I am fortunate that I was able to run on adrenaline part of the time during the visit. I never felt well, but I at least sat around in the middle of the fray 🙂 One thing I sure noticed is that small children have remarkably heavy feet and pointy bones. They were painful to me. I have spots all over me that are wicked bad sore and tender. Those points are never more obvious than when exposed to small children. Seems like I was always saying Ouch! or Ow!
The 5 year old is now aware enough and compassionate enough to ask about obvious things wrong with me. It got embarrassing. I know I am a wreck…..but it really hit me how bizarre my explanations must sound to a kid. The longer they were here, the more questions flew.
I didn’t eat much while Heather and the kids were here. A pity I could not force myself to be hungry! Heather offered to take me out to eat a few times, but just the thought of food was gross. I am guilty of not taking very good care of myself while they were here. I missed a few doses of probiotics, Miralax and my insulin. Before they even got here, I was bleeding more than usual from my colon to vagina fistula. Now feces are coming through, too. That’s just gross 😦 Docs keep saying I am too fragile to operate on. Most people with these problems would get a surgical repair. I can’t.
Between missing some Miralax doses and lifting small children, I put a strain on the intestinal fistulas. Usually I am fairly careful to avoid weight lifting and straining to use the toilet. Frankly, it sucks to have to think about that stuff daily. I now remember why I have to. Sooooooooooo much pain!
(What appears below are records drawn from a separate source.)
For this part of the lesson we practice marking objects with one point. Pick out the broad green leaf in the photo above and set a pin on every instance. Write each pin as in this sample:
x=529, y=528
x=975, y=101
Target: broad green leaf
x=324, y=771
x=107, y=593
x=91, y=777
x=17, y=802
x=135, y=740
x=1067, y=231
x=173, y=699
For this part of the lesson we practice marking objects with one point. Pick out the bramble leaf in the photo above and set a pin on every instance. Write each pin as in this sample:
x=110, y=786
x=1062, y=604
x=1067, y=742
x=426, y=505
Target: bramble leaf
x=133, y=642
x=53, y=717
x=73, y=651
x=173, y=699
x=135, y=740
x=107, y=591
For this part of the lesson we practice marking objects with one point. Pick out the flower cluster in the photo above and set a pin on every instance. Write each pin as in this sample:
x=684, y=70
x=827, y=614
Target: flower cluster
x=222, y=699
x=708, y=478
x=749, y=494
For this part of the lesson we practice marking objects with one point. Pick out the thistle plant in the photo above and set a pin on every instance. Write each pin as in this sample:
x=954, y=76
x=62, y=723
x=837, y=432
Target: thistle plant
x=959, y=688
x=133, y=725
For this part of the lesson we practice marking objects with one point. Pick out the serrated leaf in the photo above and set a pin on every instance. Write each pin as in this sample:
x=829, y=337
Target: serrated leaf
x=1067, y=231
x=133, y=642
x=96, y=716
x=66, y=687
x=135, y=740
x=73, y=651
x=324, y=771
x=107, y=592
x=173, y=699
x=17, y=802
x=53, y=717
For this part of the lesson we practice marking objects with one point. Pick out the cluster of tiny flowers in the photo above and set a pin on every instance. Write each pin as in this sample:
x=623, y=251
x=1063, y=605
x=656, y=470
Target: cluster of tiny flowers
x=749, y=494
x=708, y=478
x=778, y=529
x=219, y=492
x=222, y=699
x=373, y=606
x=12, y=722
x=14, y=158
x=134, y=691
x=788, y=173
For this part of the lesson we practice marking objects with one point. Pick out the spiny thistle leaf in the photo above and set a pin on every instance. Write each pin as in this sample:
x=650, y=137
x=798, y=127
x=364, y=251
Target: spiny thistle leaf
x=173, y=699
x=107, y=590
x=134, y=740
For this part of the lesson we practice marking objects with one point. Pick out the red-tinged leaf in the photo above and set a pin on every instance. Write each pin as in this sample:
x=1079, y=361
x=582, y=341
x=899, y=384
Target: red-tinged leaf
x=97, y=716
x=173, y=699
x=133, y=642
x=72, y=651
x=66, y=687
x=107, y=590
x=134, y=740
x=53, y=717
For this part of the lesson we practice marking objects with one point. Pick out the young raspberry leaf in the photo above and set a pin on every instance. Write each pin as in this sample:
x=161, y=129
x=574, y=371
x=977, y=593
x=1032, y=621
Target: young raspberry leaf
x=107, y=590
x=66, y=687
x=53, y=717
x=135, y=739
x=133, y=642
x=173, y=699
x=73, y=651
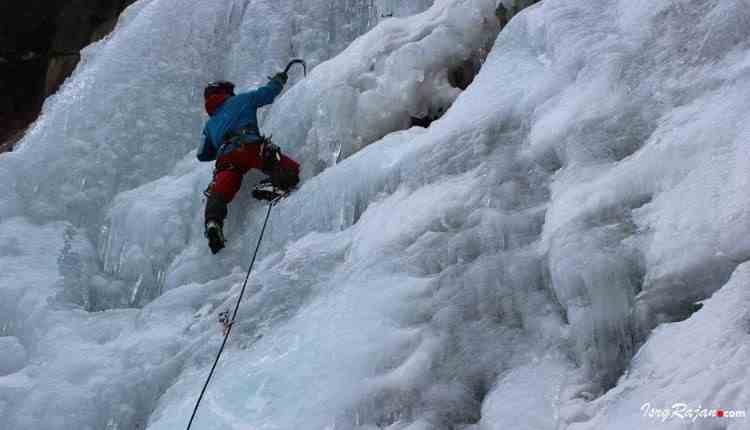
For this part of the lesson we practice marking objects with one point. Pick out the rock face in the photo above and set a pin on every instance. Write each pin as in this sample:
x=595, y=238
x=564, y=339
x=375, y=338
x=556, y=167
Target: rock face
x=39, y=45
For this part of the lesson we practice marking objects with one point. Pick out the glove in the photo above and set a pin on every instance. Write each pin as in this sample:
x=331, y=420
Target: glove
x=281, y=77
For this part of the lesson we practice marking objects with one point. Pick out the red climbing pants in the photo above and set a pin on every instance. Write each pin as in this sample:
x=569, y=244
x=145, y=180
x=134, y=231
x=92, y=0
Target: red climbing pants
x=232, y=166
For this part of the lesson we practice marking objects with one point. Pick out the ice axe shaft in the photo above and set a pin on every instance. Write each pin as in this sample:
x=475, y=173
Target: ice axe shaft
x=297, y=61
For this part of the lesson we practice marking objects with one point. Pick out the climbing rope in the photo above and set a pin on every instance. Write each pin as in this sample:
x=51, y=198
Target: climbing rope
x=228, y=325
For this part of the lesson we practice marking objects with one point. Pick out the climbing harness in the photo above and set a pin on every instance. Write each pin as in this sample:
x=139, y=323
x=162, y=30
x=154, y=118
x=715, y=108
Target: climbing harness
x=229, y=322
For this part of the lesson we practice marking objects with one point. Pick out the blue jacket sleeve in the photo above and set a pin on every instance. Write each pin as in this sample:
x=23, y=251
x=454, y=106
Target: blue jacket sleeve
x=206, y=152
x=266, y=94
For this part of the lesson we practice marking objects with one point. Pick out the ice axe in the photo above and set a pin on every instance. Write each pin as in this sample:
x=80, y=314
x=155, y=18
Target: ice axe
x=297, y=61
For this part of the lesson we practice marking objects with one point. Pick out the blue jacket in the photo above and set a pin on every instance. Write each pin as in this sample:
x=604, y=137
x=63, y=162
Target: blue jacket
x=236, y=113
And now that I am home alone and “relaxing”, my eyes aren’t working very well. Still having problems with my left eye and pain.
There’s that old saying that it takes more muscles to frown than to smile. With MG, it’s not really a frown, it’s a droop. My mouth area hurts, my arms are weak and I have a headache from trying to smile, hold my head up and take a pic. EVERYTHING is such an effort! The good news is that I am losing the stupid moon face from steroids.
Can you tell I am mad about MG today? It would be nice to act like a normal human being. It’s ridiculous when helping grandsons use glue and place popsicle sticks makes me short of breath and shaky. It’s crummy that brushing my hair is such an effort. Today I have to write up an MG timeline for my lawyer. Just thinking about the fact that I have to have a trial in order to maybe get IVIg is aggravating beyond all measure. I feel yucky 😦
It’s hard not to feel blue right now. I wish I had been more fun with visitors here and now I miss them very, very much. Heather drove all the way back to Portland in one trip 😮 It was something like a 14 hour drive. Now when she moves to Texas, it will be too far to drive here. I am very bummed that all the subsidized senior apartments I can find online around Austin, have an 18 to 24 month waiting list 😦
It’s less than 800 miles from SLC to Portland, OR and it’s about 1300 miles from SLC to Austin, TX. Too bad it’s about 2000 miles from Austin to Vermont. I still wish I could live in Vermont during the summers and Texas in the winters 🙂
Ugh! I need another nap. I have been having very intense nightsweats for a couple of weeks. Last night was the worst so far. Oh……and how did I manage to NOT mention the trochanteric bursitis? It has been at least 3 weeks now of INTENSE pain, every night…..all night. Between the nightsweats and the hip/back pain, it has been a long time since I had a decent night’s sleep. I think I am going to give in and agree to the cortisone shot. I cannot take much more. Yikes! Once I looked at the pic, I am ready to chicken out again.